Amazingly, the picture to the left is not a mock up or been photo shopped, it is a screen grab of the Live Flood Warning map straight from the Environment Agency website.
For England and Wales, there is 1 Severe Flood Warning for Cornwall which means danger to life, 244 Flood Warnings which means flooding is expected and immediate action is required and 268 Flood Alerts warning that flooding is possible and to be prepared for action.
The MET Office is warning that more rain would fall in the next few days and people in the worst affected areas are being moved to emergency shelters.
The MET has issued an Amber warning for the South West of England (Be prepared to protect yourself and your property) and a Yellow Warning for the rest of the country (Localised flooding).
Scary stuff and a miserable Christmas for many. 2012 will go down as the year that the changing climate really began to make an impact.
7 comments:
How do you distinguish between bad weather that is and isn't caused by global warming? Or is all bad weather now attributable to human forces?
And I'm sure Cornwall has it coming.
Depends how closely you have been following the whole climate change debate for the last few decades.
When the word unprecedented and record breaking is used as much as it has been over recent years, you know a change is happening.

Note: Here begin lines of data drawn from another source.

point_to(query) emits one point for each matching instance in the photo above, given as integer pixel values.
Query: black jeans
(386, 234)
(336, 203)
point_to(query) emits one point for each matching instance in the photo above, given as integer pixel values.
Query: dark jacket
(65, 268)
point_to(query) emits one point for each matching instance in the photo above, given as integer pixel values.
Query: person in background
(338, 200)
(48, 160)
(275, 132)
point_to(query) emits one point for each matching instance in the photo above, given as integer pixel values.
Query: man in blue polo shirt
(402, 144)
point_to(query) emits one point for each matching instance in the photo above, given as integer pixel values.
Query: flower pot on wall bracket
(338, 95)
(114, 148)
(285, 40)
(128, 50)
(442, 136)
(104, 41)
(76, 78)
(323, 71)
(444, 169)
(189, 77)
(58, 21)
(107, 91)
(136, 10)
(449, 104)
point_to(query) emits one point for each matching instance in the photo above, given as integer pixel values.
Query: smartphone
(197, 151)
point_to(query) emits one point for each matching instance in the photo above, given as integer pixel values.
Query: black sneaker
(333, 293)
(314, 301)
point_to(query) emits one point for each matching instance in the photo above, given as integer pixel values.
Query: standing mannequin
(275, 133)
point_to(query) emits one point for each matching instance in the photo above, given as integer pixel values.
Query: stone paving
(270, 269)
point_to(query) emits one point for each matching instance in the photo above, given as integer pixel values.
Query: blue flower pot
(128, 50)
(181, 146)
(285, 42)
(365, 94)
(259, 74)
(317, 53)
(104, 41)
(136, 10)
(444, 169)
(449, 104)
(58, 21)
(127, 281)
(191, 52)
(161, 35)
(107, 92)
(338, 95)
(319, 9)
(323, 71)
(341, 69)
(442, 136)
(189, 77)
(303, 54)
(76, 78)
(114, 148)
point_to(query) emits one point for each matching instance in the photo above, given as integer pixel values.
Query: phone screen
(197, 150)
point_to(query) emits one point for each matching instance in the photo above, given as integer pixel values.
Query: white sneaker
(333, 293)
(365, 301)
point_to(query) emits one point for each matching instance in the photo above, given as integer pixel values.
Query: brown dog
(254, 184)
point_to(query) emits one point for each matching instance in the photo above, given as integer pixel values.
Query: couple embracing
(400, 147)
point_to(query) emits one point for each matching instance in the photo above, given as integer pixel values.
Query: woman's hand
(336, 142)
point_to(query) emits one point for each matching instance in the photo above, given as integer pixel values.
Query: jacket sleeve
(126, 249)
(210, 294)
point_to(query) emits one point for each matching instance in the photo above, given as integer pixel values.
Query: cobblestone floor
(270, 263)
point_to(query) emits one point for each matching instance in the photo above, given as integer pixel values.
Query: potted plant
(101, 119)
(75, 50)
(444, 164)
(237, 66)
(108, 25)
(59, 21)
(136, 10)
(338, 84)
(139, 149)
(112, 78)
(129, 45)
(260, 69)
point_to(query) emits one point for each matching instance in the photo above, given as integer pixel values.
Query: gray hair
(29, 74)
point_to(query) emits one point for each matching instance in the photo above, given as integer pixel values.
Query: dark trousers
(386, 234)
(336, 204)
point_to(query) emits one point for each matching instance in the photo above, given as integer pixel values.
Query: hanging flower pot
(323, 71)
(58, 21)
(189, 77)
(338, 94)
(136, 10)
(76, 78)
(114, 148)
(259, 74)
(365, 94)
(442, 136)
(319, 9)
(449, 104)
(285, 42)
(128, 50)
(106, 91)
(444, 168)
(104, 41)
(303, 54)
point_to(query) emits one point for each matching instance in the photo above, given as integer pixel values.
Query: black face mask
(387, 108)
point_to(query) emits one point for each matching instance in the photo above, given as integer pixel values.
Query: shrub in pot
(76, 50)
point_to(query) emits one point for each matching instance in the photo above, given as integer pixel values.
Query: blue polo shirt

good grief. i just did a comparison and the area with flood warmings is tiny - about the size of East Texas which gets similar flood warnings 5 or 6 times a year.
perspective lucy, perspective.
q
oh, and we get the same affect every 4 or 5 years due to El Nino's.
and we have not had any storms in the USA that are abnormal. neither have we had abnormal occurance of storms.
what we have is lots of people building homes and businesses where nobody ever lived. attributible to the population doubling and americans concentrating in cities and along the coasts.
q
I will pass on your sympathies to those in the affected areas.
instead please tell them to avoid living in flood plains...
q
"How do you distinguish between bad weather that is and isn't caused by global warming? Or is all bad weather now attributable to human forces?"
As far as I know, there is no possible way of attributing the weather on one day, or even week, to one particular input. However, the vast majority of climatologists (and who am I to argue with people who study this area every day of their lives) do believe that an increase in the amount of a particular input (or inputs) into the system, over a protracted period of time, makes certain kinds of weather more likely in the future.